Poi scrivono post su Medium e twittano su come hanno la soluzione perfetta ma il resto del mondo è troppo egoista e/o stupido per salire a bordo, ignorando il fatto che un’idea che non ha un MVP è buona come nessuna idea.

La chiave per imparare a combattere la resistenza è catturata in due frasi: “Turning Pro” e “Dancing with the Fear”

Turning Pro

Alla domanda se scriveva secondo un programma o solo quando veniva colpito dall’ispirazione, Somerset Maugham rispose: “Scrivo solo quando l’ispirazione colpisce. Per fortuna mi colpisce ogni mattina alle nove in punto”

Maugham era un professionista.

Un professionista capisce i demoni e la curva di apprendimento mentale, e che il lavoro del professionista è di presentarsi ogni giorno e fare il lavoro. A volte i demoni visitano e si finisce con una bella prosa e a volte non lo fanno e si finisce con della spazzatura.

Nelle parole di Woody Allen, “l’80 per cento del successo è presentarsi.”

Questa è la base dei consigli di scrittura come “200 parole di merda al giorno”, ma potrebbe essere applicata a qualsiasi impresa. “Due vendite di merda al giorno” funziona altrettanto bene.

Un professionista è paziente: il professionista sa che sta correndo una maratona, non uno sprint. Un professionista cerca l’ordine nella sua vita, per poter lottare con il caos nel suo lavoro.

Un professionista agisce nonostante la paura. Il dilettante pensa di dover prima superare la paura.

Al di fuori del sociopatico clinico, non esiste l’impavidità. Quello che ha fatto Henry Fonda dopo aver vomitato nella toilette del suo camerino è stato camminare sul palco.

Balla con la paura

Turning Pro è la visione esterna di quello che stai cercando: è il tuo programma, il tuo ufficio ordinato.

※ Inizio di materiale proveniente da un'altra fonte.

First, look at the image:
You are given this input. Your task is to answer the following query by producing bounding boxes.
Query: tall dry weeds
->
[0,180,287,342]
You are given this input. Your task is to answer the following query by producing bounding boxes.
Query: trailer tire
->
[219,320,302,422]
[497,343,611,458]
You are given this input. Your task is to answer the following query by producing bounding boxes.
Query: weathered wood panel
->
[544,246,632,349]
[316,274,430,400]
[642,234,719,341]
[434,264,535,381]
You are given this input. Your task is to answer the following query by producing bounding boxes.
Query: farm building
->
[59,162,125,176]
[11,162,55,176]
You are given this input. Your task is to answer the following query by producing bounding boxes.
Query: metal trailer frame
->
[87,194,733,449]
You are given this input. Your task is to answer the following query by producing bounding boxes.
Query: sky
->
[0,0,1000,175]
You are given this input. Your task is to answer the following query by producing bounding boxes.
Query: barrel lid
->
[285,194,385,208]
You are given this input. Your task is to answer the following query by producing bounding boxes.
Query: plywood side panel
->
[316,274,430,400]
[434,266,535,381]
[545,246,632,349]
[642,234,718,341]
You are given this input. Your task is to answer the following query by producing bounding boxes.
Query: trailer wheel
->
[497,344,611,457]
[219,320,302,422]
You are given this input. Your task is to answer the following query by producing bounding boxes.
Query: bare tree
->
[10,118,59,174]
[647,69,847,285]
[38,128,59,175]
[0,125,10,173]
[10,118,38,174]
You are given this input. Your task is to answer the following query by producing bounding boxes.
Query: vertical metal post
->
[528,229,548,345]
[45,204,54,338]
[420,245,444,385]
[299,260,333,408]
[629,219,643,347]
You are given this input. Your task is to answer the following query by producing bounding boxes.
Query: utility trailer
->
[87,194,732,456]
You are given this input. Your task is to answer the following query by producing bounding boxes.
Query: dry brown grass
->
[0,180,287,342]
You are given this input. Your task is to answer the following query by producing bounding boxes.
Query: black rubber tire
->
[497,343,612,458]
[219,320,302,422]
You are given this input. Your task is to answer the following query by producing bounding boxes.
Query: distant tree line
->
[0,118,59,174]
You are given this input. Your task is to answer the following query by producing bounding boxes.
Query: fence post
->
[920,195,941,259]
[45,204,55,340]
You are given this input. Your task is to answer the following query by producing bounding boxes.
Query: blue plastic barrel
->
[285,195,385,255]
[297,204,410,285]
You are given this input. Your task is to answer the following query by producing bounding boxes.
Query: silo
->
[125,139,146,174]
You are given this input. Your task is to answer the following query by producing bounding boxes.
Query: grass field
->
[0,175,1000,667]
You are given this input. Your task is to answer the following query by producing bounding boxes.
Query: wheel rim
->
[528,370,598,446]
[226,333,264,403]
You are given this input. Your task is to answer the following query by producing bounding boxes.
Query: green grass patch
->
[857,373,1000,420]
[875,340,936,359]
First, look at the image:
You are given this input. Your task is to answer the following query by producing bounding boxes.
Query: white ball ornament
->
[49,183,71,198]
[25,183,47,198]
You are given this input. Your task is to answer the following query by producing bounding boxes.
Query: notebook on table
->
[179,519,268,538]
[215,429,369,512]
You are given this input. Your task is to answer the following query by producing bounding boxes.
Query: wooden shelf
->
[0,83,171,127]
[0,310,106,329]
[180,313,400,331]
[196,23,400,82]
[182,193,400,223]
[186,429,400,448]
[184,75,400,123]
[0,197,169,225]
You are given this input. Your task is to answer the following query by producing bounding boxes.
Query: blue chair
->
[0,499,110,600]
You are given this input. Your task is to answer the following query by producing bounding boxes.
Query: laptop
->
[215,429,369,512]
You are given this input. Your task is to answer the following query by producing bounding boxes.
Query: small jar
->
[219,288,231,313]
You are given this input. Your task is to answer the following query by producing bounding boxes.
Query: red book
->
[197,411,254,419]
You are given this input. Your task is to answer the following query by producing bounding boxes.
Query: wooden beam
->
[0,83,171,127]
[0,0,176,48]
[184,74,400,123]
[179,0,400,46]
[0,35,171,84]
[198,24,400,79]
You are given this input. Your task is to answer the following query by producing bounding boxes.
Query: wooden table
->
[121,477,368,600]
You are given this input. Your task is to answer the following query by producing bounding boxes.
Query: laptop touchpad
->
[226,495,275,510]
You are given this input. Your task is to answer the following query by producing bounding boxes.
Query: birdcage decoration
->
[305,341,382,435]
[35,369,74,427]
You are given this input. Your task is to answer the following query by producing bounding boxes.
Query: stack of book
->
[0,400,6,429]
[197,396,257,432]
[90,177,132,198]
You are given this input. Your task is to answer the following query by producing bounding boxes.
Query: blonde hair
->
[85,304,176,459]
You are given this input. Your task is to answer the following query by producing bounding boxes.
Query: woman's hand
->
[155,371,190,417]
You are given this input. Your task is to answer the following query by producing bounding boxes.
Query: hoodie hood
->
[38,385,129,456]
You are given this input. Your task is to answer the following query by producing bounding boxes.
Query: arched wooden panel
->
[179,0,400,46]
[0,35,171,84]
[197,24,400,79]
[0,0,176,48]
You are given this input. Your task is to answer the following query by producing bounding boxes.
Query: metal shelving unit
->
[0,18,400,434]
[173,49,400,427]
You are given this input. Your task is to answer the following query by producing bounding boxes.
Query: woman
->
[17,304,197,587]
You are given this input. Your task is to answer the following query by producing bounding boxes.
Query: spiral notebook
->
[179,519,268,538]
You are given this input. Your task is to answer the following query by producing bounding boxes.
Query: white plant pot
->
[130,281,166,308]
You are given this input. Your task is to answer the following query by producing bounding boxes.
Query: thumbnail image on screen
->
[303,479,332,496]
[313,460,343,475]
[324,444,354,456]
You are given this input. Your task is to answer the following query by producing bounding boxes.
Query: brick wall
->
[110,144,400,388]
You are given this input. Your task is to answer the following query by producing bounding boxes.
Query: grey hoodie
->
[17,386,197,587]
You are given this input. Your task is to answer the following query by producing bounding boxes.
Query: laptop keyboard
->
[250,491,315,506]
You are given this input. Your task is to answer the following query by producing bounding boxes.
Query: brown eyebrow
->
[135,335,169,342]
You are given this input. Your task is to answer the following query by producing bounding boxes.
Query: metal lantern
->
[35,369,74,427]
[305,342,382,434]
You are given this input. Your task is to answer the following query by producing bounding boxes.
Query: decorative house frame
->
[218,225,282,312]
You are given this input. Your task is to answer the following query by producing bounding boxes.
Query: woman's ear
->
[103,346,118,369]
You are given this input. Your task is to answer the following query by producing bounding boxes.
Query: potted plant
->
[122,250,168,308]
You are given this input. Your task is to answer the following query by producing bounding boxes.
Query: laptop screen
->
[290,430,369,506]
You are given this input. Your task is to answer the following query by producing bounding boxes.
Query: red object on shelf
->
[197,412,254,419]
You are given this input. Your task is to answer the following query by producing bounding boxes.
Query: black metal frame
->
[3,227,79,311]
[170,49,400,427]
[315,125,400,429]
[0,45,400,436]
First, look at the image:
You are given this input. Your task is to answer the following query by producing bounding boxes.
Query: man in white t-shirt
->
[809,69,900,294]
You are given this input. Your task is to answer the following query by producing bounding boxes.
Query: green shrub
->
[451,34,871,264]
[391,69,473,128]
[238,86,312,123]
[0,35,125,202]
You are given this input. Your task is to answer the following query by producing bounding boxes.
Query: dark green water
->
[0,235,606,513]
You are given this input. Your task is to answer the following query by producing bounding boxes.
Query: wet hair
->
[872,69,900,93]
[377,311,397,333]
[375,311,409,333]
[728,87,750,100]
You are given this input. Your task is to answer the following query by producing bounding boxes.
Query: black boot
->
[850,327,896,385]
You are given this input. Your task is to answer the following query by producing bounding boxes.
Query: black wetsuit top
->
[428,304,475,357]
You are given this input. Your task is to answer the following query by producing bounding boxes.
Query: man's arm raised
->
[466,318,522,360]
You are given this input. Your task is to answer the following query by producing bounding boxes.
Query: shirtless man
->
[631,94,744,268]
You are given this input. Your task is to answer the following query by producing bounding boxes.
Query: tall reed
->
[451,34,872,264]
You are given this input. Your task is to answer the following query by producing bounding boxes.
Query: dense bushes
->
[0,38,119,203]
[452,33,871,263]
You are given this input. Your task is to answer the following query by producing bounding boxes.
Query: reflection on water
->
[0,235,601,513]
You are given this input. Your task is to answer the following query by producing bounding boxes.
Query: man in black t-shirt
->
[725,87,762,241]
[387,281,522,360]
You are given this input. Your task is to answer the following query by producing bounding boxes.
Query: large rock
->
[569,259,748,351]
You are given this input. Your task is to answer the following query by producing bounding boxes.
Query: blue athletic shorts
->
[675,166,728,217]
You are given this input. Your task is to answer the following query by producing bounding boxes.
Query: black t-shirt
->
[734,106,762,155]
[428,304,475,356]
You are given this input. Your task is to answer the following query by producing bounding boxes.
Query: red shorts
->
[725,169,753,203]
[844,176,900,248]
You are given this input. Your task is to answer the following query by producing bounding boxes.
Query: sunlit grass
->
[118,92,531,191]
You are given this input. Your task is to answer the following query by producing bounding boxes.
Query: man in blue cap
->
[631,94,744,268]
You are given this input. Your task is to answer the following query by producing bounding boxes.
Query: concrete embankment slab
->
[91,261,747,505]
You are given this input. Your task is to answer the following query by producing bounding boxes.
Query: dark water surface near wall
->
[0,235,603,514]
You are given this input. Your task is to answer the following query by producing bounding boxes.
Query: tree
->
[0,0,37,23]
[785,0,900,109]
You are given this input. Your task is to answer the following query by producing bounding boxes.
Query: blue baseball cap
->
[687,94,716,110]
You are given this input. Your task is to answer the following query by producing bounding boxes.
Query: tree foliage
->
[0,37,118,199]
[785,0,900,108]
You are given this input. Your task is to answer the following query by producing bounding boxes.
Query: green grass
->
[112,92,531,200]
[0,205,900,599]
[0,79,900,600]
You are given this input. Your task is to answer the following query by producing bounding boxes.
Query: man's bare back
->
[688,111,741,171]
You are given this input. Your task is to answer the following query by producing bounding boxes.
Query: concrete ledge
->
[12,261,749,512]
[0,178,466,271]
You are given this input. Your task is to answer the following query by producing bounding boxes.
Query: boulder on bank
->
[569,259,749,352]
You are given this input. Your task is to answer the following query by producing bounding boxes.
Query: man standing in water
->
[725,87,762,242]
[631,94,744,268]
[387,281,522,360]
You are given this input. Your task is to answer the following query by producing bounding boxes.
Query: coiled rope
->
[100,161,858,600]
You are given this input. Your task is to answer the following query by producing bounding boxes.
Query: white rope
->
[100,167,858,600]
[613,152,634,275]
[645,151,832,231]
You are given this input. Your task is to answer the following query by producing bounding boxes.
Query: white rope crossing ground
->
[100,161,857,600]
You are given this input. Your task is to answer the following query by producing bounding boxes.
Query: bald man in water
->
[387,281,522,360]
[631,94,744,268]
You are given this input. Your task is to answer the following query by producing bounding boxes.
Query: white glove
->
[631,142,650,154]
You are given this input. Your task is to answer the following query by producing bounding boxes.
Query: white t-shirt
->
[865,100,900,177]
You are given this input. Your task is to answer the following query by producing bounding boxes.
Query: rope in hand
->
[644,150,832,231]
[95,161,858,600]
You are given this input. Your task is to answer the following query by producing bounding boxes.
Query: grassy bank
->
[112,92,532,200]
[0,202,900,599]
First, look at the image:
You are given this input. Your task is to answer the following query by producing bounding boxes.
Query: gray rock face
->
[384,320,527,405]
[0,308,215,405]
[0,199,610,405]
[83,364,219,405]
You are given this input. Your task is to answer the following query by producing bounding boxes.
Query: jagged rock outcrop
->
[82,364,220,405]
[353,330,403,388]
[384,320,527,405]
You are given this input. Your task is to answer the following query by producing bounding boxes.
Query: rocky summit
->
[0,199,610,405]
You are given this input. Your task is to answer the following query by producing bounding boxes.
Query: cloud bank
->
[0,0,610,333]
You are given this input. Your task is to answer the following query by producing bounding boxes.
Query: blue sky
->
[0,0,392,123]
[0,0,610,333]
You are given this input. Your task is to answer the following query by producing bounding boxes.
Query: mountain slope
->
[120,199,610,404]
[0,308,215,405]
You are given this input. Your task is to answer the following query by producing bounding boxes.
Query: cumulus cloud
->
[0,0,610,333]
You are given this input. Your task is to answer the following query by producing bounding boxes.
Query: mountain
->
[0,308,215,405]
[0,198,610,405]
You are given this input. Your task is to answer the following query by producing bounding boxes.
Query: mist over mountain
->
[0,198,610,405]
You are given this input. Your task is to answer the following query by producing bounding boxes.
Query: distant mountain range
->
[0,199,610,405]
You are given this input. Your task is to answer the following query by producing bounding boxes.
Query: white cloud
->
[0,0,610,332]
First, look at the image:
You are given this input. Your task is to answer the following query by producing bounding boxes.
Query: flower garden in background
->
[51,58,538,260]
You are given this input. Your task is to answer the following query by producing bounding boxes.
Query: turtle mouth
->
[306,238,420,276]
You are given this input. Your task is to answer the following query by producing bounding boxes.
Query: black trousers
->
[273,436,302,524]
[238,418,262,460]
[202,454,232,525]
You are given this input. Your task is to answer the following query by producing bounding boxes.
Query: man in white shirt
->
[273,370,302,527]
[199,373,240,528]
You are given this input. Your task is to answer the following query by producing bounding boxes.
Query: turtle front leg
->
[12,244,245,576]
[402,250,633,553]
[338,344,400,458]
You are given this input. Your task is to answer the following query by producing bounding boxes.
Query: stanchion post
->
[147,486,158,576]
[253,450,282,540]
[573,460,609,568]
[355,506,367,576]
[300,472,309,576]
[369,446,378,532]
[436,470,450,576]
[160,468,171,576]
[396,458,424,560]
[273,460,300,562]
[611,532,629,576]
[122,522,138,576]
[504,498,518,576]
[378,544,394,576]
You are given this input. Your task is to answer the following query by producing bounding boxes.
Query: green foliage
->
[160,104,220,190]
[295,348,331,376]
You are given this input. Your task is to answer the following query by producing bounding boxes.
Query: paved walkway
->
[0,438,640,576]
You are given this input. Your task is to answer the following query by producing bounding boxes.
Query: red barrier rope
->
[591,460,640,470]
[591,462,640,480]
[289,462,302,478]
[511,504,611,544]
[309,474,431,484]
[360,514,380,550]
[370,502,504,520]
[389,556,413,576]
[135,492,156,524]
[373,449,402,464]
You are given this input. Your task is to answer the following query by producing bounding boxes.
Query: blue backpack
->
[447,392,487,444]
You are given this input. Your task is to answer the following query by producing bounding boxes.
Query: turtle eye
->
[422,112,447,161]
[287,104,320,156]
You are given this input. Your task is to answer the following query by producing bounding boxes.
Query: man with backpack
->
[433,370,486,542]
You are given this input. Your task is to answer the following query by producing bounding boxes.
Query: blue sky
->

E’ quello che intendeva Flaubert quando diceva: “Sii regolare e ordinato nella tua vita in modo che tu possa essere violento e originale nel tuo lavoro”

La sensazione interna che stai cercando è quella che Seth Godin chiama “ballare con la paura”. Cioè, sentire il terrore esistenziale e imparare a non correre, ma piuttosto a ballare con esso.

Se gli adulti moderni sono bambini atrofizzati e la vita tradizionale accelera piuttosto che rallentare questo processo di atrofia, ballare incoraggia il comportamento infantile nel miglior modo possibile.

Se il terrore è troppo piccolo e irrilevante, è come ballare con un bambino di 10 anni a un matrimonio. All’inizio è un po’ carino, ma diventa presto vecchio.

Se è troppo grande, è come ballare nel mezzo di un club di Ibiza. Puoi tranquillamente correre dei rischi perché sei nascosto, perso in una folla senza senso. Non c’è tensione.

Il fallimento in entrambi i casi non ha senso perché c’è una così chiara discrepanza tra la difficoltà e la tua abilità.

Il successo, in questa visione, è trovare una paura che è al tuo livello di abilità e ambizione, qualcosa che potrebbe non funzionare, e ballare con essa.

Il più grande pericolo nel mondo moderno non è il fallimento, è la noia.